Autopublicação se estabelece como uma das áreas do mercado editorial

C

om todas as mudanças tecnológicas e os aparatos virtuais que vem sendo criados para encurtar caminhos e tornar tudo mais fácil e rápido para o usuário, não é surpresa que um dos segmentos mais tradicionais do mercado como o setor editorial também tenha sofrido mudanças. Uma de suas características mais definidas sempre foi o trajeto autor-obra-editora-seleção-publicação. São poucas as pessoas que não relacionam a imagem de um autor àquela ideia romantizada por Hollywood de um artista talentoso que vive correndo atrás de uma editora para publicar seu livro e poder pagar as contas. A chance de se autopublicar, porém, parece vir afetando esse esquema.

Hoje é possível lançar um livro de maneira quase autônoma através da internet sem precisar recorrer a agentes e editoras. Amazon, Whattpad e Clube de Autores são apenas alguns dos sites que possuem a plataforma de autopublicação de livros e textos online, onde autores não conhecidos podem ter a oportunidade de publicar algum trabalho, serem lidos e, quem sabe, contratados por uma editora.

Criticada por muitos por banalizar a cultura literária e possibilitar que material de baixa qualidade seja disponibilizado, a autopublicação é consagrada por outros por tornar a democratização do mercado e as oportunidades geradas para autores desconhecidos algo real. Dentro dessas condições, a literatura erótica é o gênero que mais cresce. Cabe ressaltar que o gênero “literatura erótica” faz parte de uma nova leva de estilos literários que vem surgindo a partir do advento do livro digital e que só agora começam a ser utilizados pelas editoras para classificar alguns de seus livros físicos. A categoria “jovem adulto” é outro desses gêneros.
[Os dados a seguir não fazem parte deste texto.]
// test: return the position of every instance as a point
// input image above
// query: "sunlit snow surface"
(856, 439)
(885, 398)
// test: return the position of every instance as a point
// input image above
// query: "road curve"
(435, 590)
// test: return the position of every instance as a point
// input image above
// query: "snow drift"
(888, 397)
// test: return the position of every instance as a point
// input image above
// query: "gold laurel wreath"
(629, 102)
Segundo o artigo Autopublicação nunca foi tão fácil, mas fama e dinheiro são escassos, publicado pela agência de notícias Reuters no dia 13 de outubro de 2014, “A autopublicação transformou o que significa ser um escritor. Simplesmente enviar um arquivo PDF e gastar um pouco com o design da capa pode transformar qualquer um em um autor publicado em uma plataforma de livros digitais como o Kindle, da Amazon, recebendo até 70% do preço de capa”. Durante o mesmo texto, divulgado após a feira de livros de Frankfurt – maior encontro internacional do setor editorial –, o autor afirma que “O papel tradicional das editoras – fazer a seleção entre vários manuscritos, editar os selecionados e criar o pacote, fazer o marketing e distribuir o livro finalizado – foi eliminado. As editoras, no entanto, não estão muito preocupadas. A autopublicação pode funcionar a favor delas também”.
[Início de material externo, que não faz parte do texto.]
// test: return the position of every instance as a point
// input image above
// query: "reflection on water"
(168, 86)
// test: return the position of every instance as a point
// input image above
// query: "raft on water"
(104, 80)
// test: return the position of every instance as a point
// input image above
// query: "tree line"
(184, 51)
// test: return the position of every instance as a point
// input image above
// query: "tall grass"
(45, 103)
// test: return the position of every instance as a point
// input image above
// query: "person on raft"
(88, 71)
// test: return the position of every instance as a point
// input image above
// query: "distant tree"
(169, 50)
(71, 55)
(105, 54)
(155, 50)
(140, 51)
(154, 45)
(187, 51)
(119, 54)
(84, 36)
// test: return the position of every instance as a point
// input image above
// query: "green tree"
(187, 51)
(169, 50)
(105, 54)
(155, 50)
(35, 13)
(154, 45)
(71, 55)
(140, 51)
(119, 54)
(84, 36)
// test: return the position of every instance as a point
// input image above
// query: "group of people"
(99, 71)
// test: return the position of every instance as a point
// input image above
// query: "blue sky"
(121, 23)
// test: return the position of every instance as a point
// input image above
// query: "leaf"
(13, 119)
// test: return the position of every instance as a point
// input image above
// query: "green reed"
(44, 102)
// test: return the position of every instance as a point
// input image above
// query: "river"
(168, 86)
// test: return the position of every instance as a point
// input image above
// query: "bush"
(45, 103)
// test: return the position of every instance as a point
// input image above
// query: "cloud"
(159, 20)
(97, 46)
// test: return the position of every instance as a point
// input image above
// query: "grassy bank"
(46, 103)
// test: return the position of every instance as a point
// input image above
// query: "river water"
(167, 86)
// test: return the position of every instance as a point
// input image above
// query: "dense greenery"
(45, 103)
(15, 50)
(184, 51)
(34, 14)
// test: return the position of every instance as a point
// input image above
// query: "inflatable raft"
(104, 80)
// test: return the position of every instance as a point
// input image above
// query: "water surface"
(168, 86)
Foi o que ocorreu em 2013 com a americana E.L.James, que autopublicou Cinquenta Tons de Cinza – uma das publicações mais lucrativas dos últimos anos – e logo em seguida foi contratada pela Randon House, e com a brasileira Mila Wander, recordista de visualizações no Whattpad com seu livro Despedida de Solteira.

“Eu já tinha publicado de maneira impressa outro livro, mas tinha medo de tentar publicar Despedida por ser do gênero literatura erótica. Então eu tinha um projeto muito legal nas mãos, mas não sabia o que fazer com ele. Foi aí que optei pela publicação gratuita no Whattpad e tive a grata surpresa de ser bem aceita pelos leitores. Não fazia ideia de que a repercussão atingiria esse nível”, conta a pernambucana, “encontrada” através da plataforma pela editora Literata, que fará a publicação impressa de seu trabalho.

Depois desses resultados, Mila publicou também na Amazon, e em menos de seis meses foram mais de 1.500 e-books comercializados. Despedida de Solteira está na lista dos mais vendidos em literatura erótica do site até hoje. “O gênero erótico tem crescido bastante e a as pessoas estão com menos vergonha de mostrarem interesse no assunto. Acho que é por isso que, atualmente, esse é o gênero que mais cresce”, explica Mila. Não é à toa que livros como Cinquenta tons de cinza, Belo Desastre e Toda sua estão entre os mais vendidos do Google Play, Amazon e até mesmo de livrarias físicas como a Saraiva.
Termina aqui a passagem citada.